Bahasa-bahasa itu seakan-akan menjadi bahasa yang punah, dead
language, namun kenyataannya masih digunakan sebagai written language.
Yang terjadi ialahpseudoextinction, hilang namun semu hilangnya. Mungkin itu
semacam takdir bahasa yang membuat bahasa nantinya berkembang, namun ada yang
hilang. Mati satu, ada yang tumbuh. Gitu dehhh...
Sepertinya juga nggak cuma Bahasa Jawa, namun juga bahasa
daerah lainnya.
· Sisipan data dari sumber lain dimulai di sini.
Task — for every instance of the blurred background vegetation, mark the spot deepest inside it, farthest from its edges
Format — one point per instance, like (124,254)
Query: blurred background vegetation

Aku nggak tahu deh kapan Bahasa Jawa bakal tidak lagi menjadi spoken
language, trus nanti yang bisa Bahasa Jawa cuma penggiat seni macam sinden atau
dalang dan semacamnya. Hehehe, liat saja deh nanti.
Aku sendiri? Aku susah bicara bahasa Jawa sama orang yang
nggak dekat denganku. Denger orang ngomong Jawa pun kadang masih suka melongo.
Dan aku cuma bisa ngoko thok. Krama nyerah. Untung nenekku gak masalah kalau
bicara sama beliau pake bahasa kasar... wong dia juga nggak bisa krama, xixixi.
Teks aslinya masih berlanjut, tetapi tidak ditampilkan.